Written by Megan Malloy
Supreme Tutoring in Freehold is planning on giving away dozens of free tablets to area schools starting in September.
Newman, founder and director of Supreme Tutoring, has partnered with PC
Richards & Son to provide the technology to classrooms, and sees
the giveaways as an extension of the kind of work Supreme Tutoring is
"It’s hard to give our kids the best education possible without having all the right tools," said Newman. It is imperative, he said, "for children to learn on their own, with updated computer technology so that all of our students are engaged and they’re all learning and they’re all having fun. They don’t even realize they’re learning."
Each month, 10 to 25 tablets will be given to a classroom. Schools in Manalapan, Freehold, and Marlboro will be able to fill out an application for the technology, and Newman will make the decisions based on need.
Giving back to the community is something that Newman has prioritized since Supreme opened its doors.
"When a parent signs up, we give a percentage of their tuition to an organization they choose,” he said. "You have to be thankful for the business that comes in from the community, so you have to give back."
Parents can elect to donate part of their tuition money to the Boy Scouts, the PTO, or whomever else they choose. In addition, the center offers a free socialization program for children on the autism spectrum, as well as a variety of other social disorders. Social workers, neuropsychologists, financial planners, and insurance companies hold sessions at Supreme Tutoring, and talk to parents about challenges and strategies for the future.
"Parents come here, and they feel lost," said Newman. "The parents have nowhere to go sometimes, and the schools don't give them the answers, other doctors don’t give them the answers, and if you're able to provide a parent with that sense of relief….that’s what we’re here for."
Newman got into education after his father, a retired principal, convinced him to give up a career in business to pursue it. Newman's mother is the director of an early childhood center.
Newman, who is also an assistant principal at a school in New York, opened up Supreme Tutoring with his wife in 2011. The teacher-student ratio is extremely low at six to one, and students make regular use of the facility’s Smartboards, Kindles and laptops.
All of Supreme’s tutors are licensed teachers by the state of New Jersey and teach in area schools. Classes are taught in small rooms and range from common core basics to SAT prep to robotics. Teachers emphasize game-based learning and encourage kids to start with their strengths and grow from there. The results speak for themselves; the average SAT prep student jumps 300 points thanks to Supreme.

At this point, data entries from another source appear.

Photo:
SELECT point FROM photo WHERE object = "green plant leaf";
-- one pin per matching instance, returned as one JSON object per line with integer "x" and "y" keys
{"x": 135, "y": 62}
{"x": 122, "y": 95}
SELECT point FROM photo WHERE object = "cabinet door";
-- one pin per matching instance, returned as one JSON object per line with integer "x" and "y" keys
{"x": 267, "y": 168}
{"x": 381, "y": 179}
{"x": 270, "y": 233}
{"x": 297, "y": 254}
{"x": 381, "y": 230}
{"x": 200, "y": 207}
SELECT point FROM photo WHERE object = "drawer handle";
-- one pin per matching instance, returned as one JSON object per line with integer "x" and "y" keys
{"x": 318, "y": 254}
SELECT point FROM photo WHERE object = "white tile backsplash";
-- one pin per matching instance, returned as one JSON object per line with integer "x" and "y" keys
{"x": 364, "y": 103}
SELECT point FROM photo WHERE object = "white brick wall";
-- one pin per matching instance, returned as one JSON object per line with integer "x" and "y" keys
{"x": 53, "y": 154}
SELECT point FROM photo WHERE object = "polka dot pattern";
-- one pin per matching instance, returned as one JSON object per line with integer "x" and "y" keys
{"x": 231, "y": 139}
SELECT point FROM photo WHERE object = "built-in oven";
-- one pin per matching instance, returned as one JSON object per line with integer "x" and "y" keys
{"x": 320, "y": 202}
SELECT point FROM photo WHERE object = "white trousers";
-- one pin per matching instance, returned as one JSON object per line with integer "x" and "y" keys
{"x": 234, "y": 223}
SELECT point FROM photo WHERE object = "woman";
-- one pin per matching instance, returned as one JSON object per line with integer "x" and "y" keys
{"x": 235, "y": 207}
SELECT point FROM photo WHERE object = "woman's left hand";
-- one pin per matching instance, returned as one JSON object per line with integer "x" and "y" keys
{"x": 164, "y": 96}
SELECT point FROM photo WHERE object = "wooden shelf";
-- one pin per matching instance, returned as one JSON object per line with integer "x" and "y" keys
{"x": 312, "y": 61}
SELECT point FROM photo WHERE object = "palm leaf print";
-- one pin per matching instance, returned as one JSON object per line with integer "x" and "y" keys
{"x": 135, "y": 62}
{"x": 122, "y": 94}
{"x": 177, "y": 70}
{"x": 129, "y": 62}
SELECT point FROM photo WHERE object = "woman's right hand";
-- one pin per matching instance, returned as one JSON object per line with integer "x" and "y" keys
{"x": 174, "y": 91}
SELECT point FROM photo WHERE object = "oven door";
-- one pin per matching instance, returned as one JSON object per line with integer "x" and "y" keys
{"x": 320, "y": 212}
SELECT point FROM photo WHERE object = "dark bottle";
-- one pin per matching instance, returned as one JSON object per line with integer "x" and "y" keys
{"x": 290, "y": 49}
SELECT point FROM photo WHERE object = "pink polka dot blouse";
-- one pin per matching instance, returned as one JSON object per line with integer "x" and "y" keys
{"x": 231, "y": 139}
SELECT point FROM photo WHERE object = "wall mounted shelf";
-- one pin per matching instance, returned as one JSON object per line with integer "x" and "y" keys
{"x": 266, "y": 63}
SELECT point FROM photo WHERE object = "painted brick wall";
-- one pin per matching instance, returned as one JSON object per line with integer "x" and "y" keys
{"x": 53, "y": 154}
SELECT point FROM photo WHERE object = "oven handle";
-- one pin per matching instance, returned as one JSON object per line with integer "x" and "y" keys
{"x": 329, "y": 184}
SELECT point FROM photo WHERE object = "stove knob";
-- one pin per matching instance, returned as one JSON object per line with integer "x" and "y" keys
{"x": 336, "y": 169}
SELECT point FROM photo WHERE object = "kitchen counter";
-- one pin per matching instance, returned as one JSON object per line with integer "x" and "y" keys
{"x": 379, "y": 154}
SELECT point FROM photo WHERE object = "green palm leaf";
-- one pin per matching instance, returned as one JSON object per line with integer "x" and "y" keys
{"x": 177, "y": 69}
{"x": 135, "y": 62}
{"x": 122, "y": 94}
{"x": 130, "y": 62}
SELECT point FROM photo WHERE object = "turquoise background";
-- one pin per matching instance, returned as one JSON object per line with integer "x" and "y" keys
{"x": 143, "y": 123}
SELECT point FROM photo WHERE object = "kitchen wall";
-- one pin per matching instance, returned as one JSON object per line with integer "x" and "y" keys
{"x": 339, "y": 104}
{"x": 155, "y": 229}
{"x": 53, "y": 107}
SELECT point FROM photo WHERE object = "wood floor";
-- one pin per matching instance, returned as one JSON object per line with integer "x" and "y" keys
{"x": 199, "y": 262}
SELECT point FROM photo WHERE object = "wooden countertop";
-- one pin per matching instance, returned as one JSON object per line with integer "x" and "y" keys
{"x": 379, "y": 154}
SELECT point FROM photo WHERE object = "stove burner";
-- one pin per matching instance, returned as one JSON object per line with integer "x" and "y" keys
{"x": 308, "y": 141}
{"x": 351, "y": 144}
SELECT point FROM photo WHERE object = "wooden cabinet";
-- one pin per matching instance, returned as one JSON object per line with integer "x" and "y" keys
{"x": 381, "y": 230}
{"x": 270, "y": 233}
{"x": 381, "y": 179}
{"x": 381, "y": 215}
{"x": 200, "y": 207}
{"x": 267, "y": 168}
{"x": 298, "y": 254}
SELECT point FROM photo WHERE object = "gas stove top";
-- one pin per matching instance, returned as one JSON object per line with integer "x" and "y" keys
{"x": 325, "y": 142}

Learning centers like Supreme fill in the gaps that can so often emerge in schools, where teachers and principals are constantly asked to do more with less, according to Newman.
"We're so busy trying to move our students up grades that we sometimes forget about those kids who are middle level or even higher level," said Newman. "Schools will say, how are you moving your lower-level kids? But how many of them are saying, what are we doing for our higher level or middle level kids?"
Newman wants to fully integrate the efforts of the tutors, students, parents, teachers, and principals, and has used technology to better facilitate those interactions. An online portal will be launching in the fall, which will connect each Supreme Tutoring student with his or her parents, teacher, tutor, and principal, so everyone is on the same page and can track the student's progress. There will also be an online resource for parents, providing everything from test-taking skills to homework tips.
In addition to the technology giveaway, Supreme Tutoring will be opening its second location in Marlboro in the fall.
"We’re very excited about that location because we’re able to reach out to more students," said Newman. "Marlboro is my hometown, so I’m excited. It’s nice to be home."
Newman hopes that the Marlboro location will foster the same love of learning and family atmosphere that they have cultivated in Freehold.
"Students may be poor in one area or subject, but they may be really strong in another area," he said. "We don’t just skip over that strength; we take that strength and we challenge them to go to the next level. Just to see the confidence built—forget it, it’s an unbelievable feeling."